Monday (High 89, Low 65): Sunny. Warm with low humidity.
Tuesday (High 91, Low 67): Mostly sunny.
Wednesday (High 92, Low 69): Mostly sunny.
Thursday (High 91, Low 70): Partly cloudy with a 20% chance of showers/thunderstorms.
Friday (High 92, Low 71): Partly cloudy with a 20% chance of showers/thunderstorms.
Because today was so busy weatherwise, this is going to be a forecast discussion that just hits the high points.
Before the storms came through Cullman today, we had a High of 90 degrees, and our current temperature as we approach 7 PM of 70 degrees is the Low so far. So those folks at Rock the South should enjoy a good concert tonight, not even have to deal with the heat.
So our severe weather threat is over, though we do have some rain still moving through and even some flooding issues that are ongoing.

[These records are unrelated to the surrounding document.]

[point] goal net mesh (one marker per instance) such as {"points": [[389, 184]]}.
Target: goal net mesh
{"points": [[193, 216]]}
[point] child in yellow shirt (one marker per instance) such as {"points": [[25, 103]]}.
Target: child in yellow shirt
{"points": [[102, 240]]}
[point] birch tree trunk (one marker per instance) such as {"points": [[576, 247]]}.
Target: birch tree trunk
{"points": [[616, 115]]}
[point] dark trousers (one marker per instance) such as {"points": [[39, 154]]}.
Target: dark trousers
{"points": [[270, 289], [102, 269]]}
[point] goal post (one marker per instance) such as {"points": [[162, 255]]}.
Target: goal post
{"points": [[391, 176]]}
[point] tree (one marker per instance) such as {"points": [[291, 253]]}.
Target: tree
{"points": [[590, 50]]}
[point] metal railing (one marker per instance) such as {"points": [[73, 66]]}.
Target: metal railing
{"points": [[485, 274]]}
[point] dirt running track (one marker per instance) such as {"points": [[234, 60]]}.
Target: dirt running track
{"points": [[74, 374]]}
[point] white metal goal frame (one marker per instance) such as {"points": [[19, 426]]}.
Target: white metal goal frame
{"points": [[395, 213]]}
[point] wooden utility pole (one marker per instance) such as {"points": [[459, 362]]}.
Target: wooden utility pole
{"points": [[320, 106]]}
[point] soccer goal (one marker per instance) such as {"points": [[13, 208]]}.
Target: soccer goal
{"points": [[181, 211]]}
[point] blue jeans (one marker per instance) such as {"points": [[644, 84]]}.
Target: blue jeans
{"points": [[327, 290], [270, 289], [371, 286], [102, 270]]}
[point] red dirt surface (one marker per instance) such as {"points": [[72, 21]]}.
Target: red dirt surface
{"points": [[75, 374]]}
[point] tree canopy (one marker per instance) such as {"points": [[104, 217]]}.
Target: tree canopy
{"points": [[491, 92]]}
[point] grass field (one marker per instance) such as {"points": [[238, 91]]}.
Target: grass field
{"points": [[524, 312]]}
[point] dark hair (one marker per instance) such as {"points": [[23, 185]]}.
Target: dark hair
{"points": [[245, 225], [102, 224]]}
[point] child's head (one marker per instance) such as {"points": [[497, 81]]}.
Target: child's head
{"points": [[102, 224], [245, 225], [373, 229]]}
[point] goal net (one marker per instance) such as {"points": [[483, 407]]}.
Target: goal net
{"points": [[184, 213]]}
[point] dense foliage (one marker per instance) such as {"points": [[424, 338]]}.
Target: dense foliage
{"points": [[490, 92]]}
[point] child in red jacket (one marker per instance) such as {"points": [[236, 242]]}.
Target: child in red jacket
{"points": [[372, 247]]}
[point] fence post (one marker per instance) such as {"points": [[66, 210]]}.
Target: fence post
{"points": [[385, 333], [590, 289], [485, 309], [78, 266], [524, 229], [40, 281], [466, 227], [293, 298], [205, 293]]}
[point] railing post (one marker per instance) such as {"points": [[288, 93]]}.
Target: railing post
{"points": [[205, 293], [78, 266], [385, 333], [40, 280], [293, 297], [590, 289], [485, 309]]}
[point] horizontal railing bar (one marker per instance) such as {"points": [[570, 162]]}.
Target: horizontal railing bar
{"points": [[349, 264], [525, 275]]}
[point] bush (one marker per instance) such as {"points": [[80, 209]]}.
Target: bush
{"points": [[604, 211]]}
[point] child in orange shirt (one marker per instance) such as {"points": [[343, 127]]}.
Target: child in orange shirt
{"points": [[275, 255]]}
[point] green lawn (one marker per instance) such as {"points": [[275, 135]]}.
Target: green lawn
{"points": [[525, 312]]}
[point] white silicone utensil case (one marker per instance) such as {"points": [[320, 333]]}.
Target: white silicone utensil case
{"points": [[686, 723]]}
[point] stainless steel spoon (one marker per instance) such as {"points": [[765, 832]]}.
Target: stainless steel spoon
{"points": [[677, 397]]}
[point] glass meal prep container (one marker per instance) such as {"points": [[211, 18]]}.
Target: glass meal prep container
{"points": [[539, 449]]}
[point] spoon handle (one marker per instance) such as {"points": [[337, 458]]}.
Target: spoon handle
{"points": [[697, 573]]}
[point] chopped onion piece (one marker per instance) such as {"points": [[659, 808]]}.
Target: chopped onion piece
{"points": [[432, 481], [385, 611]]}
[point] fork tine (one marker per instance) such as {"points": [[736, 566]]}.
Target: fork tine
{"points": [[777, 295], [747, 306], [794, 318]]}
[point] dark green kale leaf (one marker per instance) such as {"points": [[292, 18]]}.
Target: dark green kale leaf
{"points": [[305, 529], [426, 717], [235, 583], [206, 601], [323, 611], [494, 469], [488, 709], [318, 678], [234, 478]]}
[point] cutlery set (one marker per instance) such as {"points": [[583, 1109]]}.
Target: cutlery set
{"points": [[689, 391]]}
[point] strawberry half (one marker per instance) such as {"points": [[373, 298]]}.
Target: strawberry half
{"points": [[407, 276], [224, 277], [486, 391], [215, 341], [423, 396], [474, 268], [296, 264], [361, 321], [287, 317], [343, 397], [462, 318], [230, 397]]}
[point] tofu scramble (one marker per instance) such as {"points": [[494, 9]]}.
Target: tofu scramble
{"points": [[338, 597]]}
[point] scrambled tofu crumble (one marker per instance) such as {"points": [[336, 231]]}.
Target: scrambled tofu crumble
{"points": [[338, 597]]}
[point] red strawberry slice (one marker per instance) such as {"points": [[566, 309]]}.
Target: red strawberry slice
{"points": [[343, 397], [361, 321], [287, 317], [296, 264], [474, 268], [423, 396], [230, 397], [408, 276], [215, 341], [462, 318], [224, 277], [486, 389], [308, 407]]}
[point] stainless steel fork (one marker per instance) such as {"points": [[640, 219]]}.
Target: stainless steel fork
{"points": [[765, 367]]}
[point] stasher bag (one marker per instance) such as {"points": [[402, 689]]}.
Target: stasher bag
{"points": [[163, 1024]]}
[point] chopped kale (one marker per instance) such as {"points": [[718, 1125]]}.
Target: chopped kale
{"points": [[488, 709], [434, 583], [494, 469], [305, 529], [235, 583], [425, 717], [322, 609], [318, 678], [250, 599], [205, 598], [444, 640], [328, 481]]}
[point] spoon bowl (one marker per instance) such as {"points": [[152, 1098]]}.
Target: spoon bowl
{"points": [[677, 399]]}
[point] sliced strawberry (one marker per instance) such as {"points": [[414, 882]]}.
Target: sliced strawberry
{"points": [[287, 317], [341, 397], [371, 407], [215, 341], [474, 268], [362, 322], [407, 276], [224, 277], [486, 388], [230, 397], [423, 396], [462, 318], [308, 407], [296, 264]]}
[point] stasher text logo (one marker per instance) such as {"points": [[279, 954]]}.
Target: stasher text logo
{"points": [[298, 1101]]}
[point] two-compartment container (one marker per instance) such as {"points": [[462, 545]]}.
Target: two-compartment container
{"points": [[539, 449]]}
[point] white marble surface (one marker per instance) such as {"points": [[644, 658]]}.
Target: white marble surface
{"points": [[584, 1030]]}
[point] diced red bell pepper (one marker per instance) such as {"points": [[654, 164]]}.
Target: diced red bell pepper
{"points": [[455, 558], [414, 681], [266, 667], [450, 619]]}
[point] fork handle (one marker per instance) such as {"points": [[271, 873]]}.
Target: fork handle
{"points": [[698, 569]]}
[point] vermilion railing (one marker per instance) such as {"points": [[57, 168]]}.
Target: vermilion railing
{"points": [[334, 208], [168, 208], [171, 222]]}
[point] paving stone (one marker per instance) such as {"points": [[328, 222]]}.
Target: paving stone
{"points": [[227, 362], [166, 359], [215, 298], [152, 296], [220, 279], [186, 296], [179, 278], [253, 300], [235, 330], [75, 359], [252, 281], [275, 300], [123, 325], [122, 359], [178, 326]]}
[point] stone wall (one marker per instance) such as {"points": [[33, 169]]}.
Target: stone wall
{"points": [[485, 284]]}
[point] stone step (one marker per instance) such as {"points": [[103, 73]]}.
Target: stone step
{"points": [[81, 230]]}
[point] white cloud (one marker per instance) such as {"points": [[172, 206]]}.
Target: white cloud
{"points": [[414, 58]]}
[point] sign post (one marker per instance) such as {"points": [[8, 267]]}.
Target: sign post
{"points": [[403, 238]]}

Overall I'd say we lucked out today, where the outcomes could have been a lot worse. It looks like even though there were issues and some damage in several places, the warning process worked today, and more importantly, people took some reasonable precautions. Hats off to whoever was monitoring the weather for the concert. Appreciate you making sure those folks were going to be safe before starting the show. You might remember earlier this year there was a rock concert, think it was Morbid Angel, where a tornado hit before the venue got everyone downstairs. And it's even more dangerous for an outdoor show. So I'm glad there was awareness and good decisions made.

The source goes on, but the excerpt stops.